Last roll of the dice?

European Central Bank chief Mario Draghi
European Central Bank chief Mario Draghi

LAST week demonstrated again the extent to which virtually all of the financial markets remain hyper-sensitive to central bank news. Markets initially responded positively to the raft of easing measures announced by the European Central Bank (ECB) following the meeting of its Governing Council on Thursday as what was announced generally exceeded expectations.

The euro fell by over a cent against the US dollar, bond yields moved lower and stocks rallied. But at the subsequent press conference, President Mario Draghi indicated that there was a limit to how far the ECB could go with negative interest rates without having consequences for the banking system. He also said that he did not anticipate any further rate cuts, with any additional easing likely to comprise non-standard measures, such as further expanding the quantitative easing programme.

Draghi’s comments were taken as a clear signal that interest rates have reached a trough which caused the market mood to sour. The euro soared by more than three cents versus the dollar following the ECB President’s comments, touching $1.12 at one stage.

The stock market fell back as it moved into negative territory, while bond yields actually rose on the day. Another sign that rates may have troughed is the recovery of oil and other commodity prices over the past month. Oil rose above $40 a barrel last week and is now well above its January floor.

Sticking with central banks, the main focus this week will be the meeting of the US Federal Reserve’s monetary policy committee. The December economic projections from the Federal Open Market Committee (FOMC) suggested that we would see four 0.25 per cent US interest rate hikes this year. Since then, the Fed has adopted a less hawkish tone, with its January meeting statement highlighting increased global risks, though the economic assessment remained generally positive.

Recent Fed comments have suggested that the FOMC is keeping its options open. The financial markets are not pricing in any rate hike for this week. Indeed, they do not expect another 0.25 per cent hike until towards the end of the year.

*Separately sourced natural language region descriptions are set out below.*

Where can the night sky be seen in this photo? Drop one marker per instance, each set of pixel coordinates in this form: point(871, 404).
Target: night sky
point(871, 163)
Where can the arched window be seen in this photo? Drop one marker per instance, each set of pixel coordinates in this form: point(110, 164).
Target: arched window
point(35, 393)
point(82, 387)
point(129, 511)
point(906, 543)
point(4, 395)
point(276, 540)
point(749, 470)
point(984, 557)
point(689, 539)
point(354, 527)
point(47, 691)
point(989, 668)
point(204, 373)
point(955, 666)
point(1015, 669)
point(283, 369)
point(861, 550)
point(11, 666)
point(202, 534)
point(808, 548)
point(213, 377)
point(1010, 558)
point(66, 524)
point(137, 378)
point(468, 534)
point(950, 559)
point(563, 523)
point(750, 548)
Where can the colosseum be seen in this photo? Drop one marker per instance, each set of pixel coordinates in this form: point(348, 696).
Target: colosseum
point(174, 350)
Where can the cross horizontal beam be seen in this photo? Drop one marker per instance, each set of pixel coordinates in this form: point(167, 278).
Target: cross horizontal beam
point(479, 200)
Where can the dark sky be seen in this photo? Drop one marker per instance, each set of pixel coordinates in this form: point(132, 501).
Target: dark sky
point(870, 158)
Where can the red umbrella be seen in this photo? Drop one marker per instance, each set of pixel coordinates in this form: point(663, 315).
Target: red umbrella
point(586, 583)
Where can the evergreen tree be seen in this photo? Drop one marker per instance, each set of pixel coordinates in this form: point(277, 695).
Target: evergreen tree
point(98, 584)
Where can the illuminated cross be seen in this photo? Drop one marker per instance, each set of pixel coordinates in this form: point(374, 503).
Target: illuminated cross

Meanwhile, closer to home, the Bank of England also meets this week. The market consensus is that we will see another unanimous decision to keep policy on hold, in part due to very weak inflation. Furthermore, the meeting minutes are likely to reinforce the view that the Bank is still some way off starting to tighten policy.

With regard to fiscal policy, Chancellor George Osborne announces his Budget tomorrow. The main focus from a data point of view will be on the labour market. Earnings growth has slowed since the middle of last year, but it is expected to edge up slightly in January to 2 per cent. However, this is unlikely to do much to change the central bank’s assessment that wage growth is “below rates consistent with meeting the inflation target”.